- Chcę być przy tacie – odparłam cicho, zachrypniętym od płaczu głosem.
- Jest Pani w ciąży, stres...
- Wiem co powoduje stres, tak?! – podniosłam głos, na co pielęgniarka delikatnie się speszyła. – Proszę się nie martwić, poradzę sobie.
- Co się dzieje? – obok pielęgniarki pojawił się Zayn, a tuż za nim David.
- Nic się nie dzieje – warknęłam.
- Uspokój się misiaczku, nie wolno Ci się denerwować – powiedział David z zatroskaną miną.
- Jak mam się uspokoić, jeśli mój ojciec leży tutaj nieprzytomny?! – krzyknęłam.
- Clairy, przestań i choć raz się kogoś posłuchaj! – zagrzmiał David. – Wszyscy się denerwujemy, ale ty nie powinnaś, zrozum!
- Dajcie mi wszyscy święty spokój – jęknęłam zdesperowana, chowając twarz w dłoniach.

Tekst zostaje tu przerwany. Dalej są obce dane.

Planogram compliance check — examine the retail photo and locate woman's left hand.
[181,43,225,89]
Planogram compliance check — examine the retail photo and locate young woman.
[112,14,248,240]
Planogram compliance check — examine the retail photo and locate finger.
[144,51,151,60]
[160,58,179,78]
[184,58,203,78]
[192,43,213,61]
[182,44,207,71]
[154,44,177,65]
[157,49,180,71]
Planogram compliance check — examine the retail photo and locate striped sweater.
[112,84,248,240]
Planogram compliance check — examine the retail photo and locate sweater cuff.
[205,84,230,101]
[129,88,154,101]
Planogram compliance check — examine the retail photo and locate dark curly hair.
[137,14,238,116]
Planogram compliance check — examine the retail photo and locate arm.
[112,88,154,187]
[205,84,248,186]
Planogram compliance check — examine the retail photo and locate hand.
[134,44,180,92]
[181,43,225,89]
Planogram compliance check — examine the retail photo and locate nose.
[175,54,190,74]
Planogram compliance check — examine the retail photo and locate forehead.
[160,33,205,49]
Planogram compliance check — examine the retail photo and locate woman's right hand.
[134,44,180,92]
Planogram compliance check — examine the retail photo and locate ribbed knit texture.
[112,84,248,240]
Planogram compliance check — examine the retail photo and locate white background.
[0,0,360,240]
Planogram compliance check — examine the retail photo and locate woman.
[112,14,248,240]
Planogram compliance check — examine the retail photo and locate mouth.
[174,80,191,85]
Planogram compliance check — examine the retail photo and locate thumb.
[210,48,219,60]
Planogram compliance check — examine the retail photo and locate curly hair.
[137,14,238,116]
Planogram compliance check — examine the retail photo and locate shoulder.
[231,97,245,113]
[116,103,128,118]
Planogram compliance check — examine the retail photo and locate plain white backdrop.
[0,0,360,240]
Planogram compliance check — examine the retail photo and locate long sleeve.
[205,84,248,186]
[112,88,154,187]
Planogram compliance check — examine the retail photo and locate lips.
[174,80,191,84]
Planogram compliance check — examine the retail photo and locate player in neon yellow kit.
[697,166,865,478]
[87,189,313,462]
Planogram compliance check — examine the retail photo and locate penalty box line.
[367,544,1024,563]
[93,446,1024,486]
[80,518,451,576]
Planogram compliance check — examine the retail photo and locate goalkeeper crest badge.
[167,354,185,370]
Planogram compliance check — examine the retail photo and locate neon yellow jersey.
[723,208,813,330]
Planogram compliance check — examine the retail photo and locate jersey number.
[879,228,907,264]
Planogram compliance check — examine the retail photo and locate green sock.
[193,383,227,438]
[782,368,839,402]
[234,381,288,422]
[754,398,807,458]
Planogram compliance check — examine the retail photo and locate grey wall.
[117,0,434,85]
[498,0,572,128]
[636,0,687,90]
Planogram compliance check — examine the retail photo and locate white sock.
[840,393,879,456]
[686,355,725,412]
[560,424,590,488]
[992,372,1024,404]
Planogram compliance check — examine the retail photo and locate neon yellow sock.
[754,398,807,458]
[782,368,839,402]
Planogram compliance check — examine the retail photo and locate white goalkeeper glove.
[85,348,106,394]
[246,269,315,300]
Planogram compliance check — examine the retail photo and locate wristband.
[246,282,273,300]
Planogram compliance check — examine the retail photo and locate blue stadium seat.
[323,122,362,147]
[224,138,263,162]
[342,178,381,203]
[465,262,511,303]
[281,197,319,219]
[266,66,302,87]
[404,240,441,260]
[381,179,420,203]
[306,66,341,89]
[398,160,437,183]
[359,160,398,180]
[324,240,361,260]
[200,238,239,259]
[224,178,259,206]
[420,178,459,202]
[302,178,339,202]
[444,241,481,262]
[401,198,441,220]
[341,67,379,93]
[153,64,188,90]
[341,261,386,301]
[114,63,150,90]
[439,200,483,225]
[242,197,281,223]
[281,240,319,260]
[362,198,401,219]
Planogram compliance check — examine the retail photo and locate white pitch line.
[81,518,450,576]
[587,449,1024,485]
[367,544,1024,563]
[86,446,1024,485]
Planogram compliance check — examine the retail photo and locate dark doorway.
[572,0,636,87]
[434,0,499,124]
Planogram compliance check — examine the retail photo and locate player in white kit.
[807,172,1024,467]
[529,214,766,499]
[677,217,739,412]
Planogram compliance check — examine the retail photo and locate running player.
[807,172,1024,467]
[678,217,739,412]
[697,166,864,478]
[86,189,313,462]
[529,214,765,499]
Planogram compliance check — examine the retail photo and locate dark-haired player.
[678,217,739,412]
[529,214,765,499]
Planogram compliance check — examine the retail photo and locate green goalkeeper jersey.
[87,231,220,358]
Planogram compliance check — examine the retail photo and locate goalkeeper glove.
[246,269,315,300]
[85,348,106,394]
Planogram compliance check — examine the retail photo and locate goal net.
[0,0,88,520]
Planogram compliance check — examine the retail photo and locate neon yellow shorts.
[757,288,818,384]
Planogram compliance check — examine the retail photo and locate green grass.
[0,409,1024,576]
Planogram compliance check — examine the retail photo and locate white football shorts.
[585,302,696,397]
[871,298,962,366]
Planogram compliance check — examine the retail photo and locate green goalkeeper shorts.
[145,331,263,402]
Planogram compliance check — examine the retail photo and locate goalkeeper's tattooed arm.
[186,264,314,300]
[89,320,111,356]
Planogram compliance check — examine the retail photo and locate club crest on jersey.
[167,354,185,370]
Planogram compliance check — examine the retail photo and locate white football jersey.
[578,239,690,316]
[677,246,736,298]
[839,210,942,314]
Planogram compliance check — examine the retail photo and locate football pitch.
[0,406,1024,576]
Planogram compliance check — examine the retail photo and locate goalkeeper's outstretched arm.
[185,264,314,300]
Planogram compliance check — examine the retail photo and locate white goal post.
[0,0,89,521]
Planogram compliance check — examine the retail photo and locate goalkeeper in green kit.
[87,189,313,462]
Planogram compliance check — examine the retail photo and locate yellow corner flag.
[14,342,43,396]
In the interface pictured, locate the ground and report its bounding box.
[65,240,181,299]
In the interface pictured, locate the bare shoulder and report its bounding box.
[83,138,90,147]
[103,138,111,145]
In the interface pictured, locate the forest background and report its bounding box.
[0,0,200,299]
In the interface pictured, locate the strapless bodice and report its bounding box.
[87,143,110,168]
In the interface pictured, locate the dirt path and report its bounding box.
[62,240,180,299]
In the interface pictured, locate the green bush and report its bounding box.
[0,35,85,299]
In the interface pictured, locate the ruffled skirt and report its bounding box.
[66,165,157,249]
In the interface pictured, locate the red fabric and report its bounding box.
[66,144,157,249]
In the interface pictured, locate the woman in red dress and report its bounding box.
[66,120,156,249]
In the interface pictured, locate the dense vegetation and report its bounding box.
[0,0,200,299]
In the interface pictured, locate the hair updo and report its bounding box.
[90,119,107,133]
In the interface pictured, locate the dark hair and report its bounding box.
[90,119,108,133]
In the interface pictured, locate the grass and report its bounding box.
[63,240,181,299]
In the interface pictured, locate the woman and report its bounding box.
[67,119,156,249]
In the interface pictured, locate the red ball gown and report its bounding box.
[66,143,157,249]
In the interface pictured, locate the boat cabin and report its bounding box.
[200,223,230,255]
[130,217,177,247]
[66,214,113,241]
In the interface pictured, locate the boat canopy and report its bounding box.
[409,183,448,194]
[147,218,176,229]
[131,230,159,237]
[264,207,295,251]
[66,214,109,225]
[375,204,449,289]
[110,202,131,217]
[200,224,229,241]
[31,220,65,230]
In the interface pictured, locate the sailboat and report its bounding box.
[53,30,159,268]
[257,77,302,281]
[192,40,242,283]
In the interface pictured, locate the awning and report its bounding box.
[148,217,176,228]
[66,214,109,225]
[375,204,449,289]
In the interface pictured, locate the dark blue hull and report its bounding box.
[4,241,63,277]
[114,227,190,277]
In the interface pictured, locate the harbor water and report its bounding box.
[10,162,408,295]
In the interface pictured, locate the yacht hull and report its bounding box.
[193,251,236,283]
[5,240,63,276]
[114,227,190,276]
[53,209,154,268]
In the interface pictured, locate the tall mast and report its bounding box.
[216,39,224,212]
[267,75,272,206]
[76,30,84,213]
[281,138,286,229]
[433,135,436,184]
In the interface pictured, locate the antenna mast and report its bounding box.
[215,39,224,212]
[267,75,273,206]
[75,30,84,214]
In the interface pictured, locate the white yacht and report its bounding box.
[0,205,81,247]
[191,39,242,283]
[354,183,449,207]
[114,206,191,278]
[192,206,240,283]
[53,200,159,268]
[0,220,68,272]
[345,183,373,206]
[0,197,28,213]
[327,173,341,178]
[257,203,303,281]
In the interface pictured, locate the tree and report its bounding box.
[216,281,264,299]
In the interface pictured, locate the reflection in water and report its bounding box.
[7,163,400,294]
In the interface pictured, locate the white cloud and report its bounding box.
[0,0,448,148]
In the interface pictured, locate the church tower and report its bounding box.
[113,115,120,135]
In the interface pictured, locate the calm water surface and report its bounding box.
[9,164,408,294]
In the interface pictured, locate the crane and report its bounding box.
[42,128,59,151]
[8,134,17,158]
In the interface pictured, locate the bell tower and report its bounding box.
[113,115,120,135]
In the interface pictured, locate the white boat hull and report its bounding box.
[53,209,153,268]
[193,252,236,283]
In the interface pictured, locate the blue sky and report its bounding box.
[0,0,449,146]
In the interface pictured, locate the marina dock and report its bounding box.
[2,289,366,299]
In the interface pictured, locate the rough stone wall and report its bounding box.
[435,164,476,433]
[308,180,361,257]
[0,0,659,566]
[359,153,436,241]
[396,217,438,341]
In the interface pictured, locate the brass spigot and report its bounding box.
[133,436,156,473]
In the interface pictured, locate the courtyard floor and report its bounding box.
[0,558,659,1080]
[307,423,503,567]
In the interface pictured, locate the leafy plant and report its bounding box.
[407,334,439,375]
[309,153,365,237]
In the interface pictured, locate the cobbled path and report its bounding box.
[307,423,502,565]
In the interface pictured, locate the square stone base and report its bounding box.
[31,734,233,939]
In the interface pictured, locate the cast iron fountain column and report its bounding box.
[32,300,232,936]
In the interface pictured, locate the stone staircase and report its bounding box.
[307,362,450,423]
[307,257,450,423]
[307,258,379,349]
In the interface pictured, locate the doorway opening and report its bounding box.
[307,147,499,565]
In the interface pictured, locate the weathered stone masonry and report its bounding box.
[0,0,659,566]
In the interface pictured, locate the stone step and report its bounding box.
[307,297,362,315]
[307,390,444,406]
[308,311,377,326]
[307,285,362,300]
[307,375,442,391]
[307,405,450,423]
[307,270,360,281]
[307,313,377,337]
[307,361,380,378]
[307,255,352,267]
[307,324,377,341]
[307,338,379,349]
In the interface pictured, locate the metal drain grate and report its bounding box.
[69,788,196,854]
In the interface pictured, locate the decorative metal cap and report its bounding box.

Niechciane łzy ponownie naleciały mi do oczu i szybko zaczęły spływać mi po policzkach. – Już mam dosyć – zaszlochałam.
- Mała – poczułam jak czyjeś ręce na swoich ramionach. Od razu wiedziałam kto to był. – Wracajmy do domu.
- Zayn...
- Przyjedziemy jutro – wszedł mi w zdanie. – Dzisiaj już dużo przeszłaś, wystarczy wrażeń jak na jeden dzień.
- To wszystko przeze mnie, Zayn, przeze mnie – spojrzałam na niego. Skrzywił się lekko na widok mojego stanu.
- Nic nie jest Twoją winą, kochanie – rzekł.
- Wszystko to moja cholerna wina, to ja powinnam leżeć na jego miejscu.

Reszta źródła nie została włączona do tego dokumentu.